With an arm around her waist, he led her to the rectory, through the yard and the front room to the bedroom they were sharing. The room was really dark after the moonlight outside. Because his cot was nearer the door than hers, he led her to it and eased her onto it. "Sitstill now while I light the lamp."
With the lamp burning and its wick turned up, he saw that her face was wet with tears and stiff with fright. Sitting beside her, he held her hand. "What happened? A dream?"
"Oh, God, Sam, I don't know," she whispered.
"Where were you going? The river?"
She nodded slowly.
"Why? Do you know why?"
"Someone told me to. Told me I had to."
"The same as before, hey? When you left me at the post office?"
"Yes."
"You didn't remember leaving me at the post office. Do you remember leaving this room?"
"Yes, I remember everything."
"Did you blow the lamp out?"
"Yes."
"How do you account for knowing what you did this time, when you didn't before?" he asked gently, trying not to frighten her.
"It—the voice in my head was stronger this time.

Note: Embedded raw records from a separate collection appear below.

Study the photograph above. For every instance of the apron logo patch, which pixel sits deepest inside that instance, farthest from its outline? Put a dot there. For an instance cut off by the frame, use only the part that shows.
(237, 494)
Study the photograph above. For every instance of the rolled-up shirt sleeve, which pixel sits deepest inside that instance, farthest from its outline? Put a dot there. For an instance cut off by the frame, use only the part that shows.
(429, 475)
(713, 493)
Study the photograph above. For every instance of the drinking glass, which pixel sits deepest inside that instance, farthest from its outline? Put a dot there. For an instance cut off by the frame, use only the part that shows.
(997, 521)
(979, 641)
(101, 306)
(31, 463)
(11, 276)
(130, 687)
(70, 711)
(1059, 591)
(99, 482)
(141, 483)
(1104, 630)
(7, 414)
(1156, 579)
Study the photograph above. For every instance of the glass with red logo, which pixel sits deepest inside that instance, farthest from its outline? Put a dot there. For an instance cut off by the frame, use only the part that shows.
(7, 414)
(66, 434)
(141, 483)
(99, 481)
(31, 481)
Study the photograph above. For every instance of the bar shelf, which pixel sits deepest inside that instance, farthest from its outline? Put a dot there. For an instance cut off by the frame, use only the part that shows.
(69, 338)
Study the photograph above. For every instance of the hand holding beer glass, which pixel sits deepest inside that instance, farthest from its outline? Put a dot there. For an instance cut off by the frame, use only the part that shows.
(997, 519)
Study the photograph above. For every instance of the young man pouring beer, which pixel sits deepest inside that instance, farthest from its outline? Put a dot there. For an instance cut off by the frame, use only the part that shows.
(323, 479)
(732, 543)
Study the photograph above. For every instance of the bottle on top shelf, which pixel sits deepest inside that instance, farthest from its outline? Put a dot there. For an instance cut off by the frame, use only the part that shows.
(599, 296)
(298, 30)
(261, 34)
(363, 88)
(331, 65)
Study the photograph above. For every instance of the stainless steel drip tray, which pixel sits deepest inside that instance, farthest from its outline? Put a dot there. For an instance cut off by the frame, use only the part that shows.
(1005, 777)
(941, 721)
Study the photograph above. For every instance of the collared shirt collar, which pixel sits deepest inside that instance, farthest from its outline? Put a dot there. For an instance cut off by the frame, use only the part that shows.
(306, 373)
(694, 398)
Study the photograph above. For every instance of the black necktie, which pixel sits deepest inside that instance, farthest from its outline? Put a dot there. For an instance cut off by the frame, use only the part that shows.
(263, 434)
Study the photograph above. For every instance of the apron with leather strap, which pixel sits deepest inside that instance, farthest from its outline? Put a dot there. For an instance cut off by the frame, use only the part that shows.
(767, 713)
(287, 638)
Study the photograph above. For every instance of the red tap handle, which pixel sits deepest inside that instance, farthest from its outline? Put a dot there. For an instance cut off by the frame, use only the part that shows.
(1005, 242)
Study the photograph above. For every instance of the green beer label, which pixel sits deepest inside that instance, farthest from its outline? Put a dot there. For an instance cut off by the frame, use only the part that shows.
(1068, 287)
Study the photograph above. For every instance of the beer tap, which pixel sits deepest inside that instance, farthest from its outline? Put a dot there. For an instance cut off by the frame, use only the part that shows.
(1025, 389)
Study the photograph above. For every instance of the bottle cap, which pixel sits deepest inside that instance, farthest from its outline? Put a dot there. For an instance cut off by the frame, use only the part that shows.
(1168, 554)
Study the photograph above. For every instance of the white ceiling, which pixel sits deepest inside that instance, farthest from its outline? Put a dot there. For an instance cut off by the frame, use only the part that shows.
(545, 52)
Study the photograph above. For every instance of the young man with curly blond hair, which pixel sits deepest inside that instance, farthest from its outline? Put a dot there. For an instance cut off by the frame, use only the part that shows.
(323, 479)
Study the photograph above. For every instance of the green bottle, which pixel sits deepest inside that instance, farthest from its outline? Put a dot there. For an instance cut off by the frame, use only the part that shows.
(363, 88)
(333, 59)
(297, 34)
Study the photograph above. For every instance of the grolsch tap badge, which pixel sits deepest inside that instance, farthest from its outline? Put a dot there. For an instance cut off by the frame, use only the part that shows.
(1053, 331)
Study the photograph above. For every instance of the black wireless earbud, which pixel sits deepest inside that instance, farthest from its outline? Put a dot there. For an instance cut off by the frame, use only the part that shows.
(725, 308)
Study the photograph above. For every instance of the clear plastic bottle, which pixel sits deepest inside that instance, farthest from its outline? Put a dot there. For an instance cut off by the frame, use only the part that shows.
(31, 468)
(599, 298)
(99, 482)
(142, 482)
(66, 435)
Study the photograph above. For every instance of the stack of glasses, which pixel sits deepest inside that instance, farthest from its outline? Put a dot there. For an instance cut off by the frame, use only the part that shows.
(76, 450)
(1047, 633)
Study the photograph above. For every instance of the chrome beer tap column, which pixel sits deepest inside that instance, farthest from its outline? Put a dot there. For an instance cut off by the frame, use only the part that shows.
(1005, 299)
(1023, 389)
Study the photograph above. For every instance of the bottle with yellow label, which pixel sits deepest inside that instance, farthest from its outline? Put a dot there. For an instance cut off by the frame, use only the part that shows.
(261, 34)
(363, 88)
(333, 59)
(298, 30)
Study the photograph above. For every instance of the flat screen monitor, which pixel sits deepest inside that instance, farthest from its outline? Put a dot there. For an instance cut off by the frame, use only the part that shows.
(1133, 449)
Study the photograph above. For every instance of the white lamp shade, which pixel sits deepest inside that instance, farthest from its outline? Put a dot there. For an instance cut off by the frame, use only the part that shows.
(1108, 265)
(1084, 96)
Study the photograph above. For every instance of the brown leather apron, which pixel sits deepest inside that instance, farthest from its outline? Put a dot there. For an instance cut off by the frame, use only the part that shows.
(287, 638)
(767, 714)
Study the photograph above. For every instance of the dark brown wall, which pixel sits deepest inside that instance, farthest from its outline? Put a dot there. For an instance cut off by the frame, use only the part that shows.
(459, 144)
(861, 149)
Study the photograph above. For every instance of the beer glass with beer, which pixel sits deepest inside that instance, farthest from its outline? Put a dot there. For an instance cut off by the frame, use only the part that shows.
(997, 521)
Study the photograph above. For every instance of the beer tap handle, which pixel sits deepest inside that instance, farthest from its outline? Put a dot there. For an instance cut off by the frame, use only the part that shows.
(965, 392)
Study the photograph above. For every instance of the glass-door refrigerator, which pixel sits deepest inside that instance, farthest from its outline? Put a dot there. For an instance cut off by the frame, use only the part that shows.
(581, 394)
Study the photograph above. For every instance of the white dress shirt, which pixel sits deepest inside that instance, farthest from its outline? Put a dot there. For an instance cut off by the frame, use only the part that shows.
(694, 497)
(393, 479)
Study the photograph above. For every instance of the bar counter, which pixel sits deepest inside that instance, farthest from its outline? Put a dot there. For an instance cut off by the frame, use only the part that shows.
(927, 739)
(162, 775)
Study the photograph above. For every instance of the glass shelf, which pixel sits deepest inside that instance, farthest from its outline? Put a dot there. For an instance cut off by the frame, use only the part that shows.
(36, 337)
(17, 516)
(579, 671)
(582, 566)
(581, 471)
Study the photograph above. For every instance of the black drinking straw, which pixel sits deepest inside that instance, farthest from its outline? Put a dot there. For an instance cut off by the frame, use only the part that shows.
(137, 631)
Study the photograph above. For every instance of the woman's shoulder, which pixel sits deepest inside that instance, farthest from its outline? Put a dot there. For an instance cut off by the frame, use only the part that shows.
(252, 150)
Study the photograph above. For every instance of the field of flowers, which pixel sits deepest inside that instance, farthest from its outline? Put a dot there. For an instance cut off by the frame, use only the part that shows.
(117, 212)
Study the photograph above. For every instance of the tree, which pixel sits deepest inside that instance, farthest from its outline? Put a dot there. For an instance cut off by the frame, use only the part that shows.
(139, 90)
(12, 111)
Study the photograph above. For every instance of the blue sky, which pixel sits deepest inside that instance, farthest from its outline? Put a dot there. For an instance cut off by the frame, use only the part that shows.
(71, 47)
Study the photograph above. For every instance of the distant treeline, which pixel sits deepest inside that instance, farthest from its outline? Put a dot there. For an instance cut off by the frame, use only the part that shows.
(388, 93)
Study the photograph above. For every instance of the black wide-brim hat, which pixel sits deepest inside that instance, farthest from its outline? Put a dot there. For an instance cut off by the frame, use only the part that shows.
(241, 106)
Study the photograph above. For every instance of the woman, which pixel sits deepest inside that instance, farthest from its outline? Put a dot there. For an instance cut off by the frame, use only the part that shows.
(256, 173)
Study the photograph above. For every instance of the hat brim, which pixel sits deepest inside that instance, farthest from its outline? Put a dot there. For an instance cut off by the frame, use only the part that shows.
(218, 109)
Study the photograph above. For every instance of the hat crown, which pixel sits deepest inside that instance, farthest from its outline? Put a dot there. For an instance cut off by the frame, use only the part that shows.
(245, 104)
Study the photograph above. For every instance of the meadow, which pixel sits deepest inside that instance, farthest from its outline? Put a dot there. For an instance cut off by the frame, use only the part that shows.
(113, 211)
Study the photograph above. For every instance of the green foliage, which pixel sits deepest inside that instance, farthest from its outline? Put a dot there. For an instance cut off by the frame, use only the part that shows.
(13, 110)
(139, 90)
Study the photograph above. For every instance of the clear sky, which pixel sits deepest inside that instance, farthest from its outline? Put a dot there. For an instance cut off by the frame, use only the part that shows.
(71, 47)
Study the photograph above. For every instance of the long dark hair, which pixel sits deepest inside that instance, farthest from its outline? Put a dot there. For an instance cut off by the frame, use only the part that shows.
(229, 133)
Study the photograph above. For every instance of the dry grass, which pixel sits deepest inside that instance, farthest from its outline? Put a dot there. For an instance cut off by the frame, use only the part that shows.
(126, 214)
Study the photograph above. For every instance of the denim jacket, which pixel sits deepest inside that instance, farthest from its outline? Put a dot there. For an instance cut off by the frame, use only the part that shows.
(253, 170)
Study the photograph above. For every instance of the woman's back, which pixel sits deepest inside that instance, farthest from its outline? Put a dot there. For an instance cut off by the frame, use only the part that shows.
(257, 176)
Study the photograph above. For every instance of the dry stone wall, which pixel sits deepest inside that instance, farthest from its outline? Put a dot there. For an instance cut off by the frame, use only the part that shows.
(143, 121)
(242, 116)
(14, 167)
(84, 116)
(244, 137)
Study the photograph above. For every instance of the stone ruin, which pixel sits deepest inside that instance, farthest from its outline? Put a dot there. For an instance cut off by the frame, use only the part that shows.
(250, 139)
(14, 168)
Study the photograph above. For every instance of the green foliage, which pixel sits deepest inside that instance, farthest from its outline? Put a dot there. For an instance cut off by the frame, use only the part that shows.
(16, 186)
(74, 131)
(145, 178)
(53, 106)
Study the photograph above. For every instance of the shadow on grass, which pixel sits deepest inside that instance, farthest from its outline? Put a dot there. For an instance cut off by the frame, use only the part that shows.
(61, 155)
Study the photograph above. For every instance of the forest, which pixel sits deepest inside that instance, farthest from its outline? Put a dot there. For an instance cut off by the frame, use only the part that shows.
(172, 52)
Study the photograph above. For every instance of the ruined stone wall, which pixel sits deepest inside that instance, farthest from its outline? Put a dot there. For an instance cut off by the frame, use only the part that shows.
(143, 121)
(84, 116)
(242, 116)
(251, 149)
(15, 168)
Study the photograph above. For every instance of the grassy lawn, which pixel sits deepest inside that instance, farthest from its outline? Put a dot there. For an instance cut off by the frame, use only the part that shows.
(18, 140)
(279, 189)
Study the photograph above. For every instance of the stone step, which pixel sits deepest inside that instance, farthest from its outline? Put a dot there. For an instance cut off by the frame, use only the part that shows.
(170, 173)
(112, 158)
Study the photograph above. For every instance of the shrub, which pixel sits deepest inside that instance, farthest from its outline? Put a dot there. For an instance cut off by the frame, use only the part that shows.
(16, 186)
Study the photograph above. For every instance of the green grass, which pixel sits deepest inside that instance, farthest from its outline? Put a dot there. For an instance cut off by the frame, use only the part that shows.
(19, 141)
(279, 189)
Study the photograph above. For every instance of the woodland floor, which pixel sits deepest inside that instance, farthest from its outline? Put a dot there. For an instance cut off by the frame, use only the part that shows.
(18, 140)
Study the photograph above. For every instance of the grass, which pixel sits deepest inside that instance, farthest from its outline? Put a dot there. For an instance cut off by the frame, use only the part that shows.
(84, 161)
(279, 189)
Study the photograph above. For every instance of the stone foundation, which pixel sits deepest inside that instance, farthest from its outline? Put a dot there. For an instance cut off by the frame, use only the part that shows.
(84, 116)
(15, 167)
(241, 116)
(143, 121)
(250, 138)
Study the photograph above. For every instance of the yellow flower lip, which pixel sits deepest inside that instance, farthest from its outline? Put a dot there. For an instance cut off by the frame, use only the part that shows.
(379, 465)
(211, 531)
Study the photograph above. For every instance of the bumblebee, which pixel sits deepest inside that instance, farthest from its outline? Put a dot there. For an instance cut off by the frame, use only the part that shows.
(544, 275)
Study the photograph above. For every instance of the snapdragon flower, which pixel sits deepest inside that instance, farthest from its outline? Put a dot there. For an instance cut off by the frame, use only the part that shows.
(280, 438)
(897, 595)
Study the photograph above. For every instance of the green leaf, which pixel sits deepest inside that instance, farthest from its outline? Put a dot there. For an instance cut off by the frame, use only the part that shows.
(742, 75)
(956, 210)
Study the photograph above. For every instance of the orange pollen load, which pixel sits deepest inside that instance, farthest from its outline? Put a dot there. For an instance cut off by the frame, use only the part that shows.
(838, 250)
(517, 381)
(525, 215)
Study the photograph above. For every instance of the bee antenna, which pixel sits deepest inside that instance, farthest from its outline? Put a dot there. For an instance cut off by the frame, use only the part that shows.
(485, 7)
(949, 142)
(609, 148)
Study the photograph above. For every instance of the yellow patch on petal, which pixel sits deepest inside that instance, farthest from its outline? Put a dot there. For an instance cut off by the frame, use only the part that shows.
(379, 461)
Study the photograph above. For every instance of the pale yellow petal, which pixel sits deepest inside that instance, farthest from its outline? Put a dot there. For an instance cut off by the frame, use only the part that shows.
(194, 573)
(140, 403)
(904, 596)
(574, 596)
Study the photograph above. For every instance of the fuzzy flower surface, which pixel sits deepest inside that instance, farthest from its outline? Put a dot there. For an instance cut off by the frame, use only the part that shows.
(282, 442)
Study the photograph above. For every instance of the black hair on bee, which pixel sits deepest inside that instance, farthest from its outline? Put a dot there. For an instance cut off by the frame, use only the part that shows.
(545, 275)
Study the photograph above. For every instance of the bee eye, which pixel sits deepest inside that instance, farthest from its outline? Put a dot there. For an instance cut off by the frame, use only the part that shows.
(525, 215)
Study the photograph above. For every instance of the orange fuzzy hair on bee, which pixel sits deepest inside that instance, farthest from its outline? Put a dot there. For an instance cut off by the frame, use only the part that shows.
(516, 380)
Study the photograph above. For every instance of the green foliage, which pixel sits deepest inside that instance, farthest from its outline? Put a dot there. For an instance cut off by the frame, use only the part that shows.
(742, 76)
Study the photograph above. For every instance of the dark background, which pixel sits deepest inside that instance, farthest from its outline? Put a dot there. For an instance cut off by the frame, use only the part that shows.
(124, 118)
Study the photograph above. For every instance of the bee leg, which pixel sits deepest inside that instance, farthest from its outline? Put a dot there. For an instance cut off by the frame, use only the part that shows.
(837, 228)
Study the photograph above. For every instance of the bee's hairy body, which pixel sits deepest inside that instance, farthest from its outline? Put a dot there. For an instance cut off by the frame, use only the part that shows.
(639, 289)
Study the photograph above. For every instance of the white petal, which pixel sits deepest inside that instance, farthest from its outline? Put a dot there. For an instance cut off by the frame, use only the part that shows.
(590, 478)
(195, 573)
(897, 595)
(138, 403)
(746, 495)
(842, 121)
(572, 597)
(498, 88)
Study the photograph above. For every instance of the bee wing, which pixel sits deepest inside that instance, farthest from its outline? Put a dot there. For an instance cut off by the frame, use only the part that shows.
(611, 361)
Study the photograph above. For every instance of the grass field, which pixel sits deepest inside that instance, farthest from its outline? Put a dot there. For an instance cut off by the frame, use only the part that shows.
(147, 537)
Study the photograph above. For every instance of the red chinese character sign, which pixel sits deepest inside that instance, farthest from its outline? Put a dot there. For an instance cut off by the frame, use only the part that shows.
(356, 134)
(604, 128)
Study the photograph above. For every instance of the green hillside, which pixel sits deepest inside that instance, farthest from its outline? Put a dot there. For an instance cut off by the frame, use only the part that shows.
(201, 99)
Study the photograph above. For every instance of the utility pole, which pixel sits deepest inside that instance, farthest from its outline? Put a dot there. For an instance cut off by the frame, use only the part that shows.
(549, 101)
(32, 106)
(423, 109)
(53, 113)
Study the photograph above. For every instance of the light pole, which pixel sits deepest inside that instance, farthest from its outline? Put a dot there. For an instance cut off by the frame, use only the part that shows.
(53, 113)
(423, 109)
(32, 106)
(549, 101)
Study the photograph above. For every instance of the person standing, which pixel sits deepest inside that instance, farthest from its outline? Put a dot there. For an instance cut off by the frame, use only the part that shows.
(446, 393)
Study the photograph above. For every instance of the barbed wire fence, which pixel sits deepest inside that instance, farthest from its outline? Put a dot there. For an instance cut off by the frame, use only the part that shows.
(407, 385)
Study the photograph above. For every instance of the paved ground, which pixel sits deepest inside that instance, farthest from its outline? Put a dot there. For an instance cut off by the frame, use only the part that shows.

I was trying—was thinking of Daddy when this other presence interfered, telling me I had to go back to the river. Oh, Sam, I'm scared!" Sobbing, she turned and clung to him, pressing her face against his shoulder.
Sam sat there holding her, saying nothing, waiting for her to exorcise her own demons and regain control of herself. It took a good five minutes.
She said then, "What am I to do, Sam? If it happens again—"
"It isn't going to happen again. Not that way, anyhow. We were lucky. You must have made some sound that woke me up. This time I'm going to have an arm around you."
She looked at him.
"We won't get much sleep, two of us on a cot this narrow," Sam said, "but as far as I'm concerned, it's the only way. What do you say?"
She hesitated only briefly before nodding.
"You get next to the wall," he said. "Then you'll have to crawl over me to get out."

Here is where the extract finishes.